Arrancó la pechera con las pocas fuerzas que le quedaban y acercó la mano a la herida abierta. Con decisión, introdujo dos dedos sucios hasta que notó algo esponjoso. "Se acabó", pensó con resignación, mientras trataba de boquear aire. Respirar se había vuelto tan difícil como coger agua con un tenedor.
Se dejó deslizar desde el tronco en el que estaba apoyado hasta el suelo. Por primera vez desde que había llegado, prestó atención al cielo azul americano. "No es mi cielo", se lamentó. Echó de menos las nubes, el orballo, el eterno color gris... Todo lejano y perdido, por culpa de una guerra de la que nunca se sintió parte. "Imbéciles do carallo". Escupió las palabras y la sangre, con rabia, abarcando en su insulto a propios y a ajenos, a aliados y a rivales.

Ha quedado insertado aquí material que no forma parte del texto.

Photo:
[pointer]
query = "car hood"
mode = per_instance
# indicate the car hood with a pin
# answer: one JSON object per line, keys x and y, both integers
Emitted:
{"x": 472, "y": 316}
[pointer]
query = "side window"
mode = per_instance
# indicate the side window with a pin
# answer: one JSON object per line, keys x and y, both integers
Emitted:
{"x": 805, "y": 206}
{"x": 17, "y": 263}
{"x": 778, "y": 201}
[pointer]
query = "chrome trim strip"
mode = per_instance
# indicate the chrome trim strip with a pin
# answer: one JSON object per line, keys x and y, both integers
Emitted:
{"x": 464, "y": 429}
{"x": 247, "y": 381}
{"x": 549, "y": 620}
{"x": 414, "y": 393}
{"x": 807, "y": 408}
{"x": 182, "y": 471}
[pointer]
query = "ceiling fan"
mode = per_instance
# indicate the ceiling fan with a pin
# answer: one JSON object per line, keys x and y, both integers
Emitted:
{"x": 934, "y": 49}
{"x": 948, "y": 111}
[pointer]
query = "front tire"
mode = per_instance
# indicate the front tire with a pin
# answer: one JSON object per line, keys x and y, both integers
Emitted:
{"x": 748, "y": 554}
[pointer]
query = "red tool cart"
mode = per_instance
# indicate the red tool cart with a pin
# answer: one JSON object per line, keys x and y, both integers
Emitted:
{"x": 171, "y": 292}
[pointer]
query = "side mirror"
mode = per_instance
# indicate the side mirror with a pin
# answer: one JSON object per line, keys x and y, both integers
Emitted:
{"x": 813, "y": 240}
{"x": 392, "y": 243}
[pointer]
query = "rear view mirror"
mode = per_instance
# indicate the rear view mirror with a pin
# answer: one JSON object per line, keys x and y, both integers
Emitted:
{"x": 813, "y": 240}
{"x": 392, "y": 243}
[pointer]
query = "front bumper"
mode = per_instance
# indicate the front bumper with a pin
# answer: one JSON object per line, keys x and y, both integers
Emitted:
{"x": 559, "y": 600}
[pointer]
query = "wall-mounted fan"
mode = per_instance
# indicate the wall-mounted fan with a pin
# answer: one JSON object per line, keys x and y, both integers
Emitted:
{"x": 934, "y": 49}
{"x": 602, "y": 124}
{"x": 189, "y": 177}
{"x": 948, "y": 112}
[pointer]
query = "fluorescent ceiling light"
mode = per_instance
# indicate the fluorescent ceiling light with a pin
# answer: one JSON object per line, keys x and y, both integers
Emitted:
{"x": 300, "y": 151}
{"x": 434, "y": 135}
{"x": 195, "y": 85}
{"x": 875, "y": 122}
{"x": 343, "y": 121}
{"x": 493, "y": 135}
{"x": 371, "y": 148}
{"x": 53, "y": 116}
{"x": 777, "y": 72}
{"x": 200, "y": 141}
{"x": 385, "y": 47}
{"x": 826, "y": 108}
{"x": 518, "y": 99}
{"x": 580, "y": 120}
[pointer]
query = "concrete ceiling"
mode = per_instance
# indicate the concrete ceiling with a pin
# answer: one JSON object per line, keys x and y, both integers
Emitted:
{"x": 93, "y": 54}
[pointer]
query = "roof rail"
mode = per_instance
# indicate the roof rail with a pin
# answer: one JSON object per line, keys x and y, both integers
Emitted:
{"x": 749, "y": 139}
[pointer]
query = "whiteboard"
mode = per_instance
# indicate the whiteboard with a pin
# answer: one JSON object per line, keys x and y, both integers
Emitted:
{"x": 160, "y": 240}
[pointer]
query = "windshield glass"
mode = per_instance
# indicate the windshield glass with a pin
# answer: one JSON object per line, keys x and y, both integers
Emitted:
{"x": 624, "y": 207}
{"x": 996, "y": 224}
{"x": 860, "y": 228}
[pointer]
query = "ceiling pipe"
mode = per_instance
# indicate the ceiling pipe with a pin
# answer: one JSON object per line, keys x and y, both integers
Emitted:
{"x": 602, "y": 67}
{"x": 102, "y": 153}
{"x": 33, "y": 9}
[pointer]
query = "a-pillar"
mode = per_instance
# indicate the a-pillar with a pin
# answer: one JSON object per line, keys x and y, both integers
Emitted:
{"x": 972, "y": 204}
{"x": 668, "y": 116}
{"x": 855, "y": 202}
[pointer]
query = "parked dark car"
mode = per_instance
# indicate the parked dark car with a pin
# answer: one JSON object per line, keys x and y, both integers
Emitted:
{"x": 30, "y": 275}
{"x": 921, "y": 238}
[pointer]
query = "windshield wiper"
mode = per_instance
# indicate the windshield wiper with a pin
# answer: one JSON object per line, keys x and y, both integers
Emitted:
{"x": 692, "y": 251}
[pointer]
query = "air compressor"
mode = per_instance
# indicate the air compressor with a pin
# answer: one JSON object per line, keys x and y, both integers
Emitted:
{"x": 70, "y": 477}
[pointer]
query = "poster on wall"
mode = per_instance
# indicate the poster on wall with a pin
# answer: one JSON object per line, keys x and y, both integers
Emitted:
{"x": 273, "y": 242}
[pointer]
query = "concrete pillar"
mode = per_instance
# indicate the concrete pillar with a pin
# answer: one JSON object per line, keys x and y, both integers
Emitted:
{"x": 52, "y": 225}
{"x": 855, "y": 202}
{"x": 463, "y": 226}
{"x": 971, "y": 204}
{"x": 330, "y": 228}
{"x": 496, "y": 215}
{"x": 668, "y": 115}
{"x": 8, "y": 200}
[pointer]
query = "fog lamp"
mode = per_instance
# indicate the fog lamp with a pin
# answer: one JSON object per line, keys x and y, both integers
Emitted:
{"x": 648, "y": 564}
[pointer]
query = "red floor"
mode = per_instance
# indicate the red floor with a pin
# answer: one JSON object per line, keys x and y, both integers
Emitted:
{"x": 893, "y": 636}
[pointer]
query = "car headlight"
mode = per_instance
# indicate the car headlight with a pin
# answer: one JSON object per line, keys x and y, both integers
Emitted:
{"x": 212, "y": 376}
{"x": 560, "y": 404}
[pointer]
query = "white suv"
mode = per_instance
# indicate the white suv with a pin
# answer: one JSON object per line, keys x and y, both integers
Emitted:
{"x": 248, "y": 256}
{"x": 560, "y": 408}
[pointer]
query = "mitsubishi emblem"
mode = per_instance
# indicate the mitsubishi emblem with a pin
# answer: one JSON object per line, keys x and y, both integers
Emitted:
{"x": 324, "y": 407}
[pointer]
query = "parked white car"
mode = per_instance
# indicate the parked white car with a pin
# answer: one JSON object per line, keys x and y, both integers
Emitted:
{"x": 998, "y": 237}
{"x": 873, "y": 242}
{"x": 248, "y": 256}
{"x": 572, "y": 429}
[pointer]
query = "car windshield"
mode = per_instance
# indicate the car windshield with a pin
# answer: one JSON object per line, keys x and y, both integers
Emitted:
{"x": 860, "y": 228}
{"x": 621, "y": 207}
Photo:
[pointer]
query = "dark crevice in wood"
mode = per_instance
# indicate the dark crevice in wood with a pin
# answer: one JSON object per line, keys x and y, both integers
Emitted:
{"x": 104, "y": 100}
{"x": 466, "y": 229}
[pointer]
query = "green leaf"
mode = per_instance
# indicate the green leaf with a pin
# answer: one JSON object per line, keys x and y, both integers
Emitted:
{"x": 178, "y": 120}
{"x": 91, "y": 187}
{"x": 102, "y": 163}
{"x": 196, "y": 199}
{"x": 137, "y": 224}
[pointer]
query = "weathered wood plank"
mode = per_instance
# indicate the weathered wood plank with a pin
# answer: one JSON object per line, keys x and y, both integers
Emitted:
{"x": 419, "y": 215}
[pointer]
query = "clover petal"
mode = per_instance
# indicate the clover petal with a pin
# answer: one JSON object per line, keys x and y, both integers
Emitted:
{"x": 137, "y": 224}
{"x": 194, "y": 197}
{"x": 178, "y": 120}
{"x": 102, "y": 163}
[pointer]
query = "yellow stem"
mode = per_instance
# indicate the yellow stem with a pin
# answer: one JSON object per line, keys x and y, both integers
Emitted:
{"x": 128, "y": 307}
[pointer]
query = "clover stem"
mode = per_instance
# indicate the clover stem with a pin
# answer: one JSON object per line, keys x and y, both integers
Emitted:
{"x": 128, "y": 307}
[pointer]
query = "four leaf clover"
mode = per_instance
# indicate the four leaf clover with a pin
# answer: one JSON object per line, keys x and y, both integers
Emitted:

Sintió que la vida se iba con el humo que salía de su herida. "No, no, no, no, no. Así no". El deseo de morir en su tierra le hizo incorporarse. Apartó el arma y logró coger, con esfuerzo, su zurrón. Nervioso, metió la mano en el interior y rebuscó hasta dar con su objetivo. "La escudilla servirá", se dijo. La puso en el suelo y empezó a trazar cruces en la tierra, tres a cada lado del viejo recipiente metálico. Al finalizar la sexta, posó su mano sobre el improvisado escudo, murmurando: "Galicia". Cerró los ojos y se dejó ir, de vuelta a su casa, aferrado a su cáliz de estaño.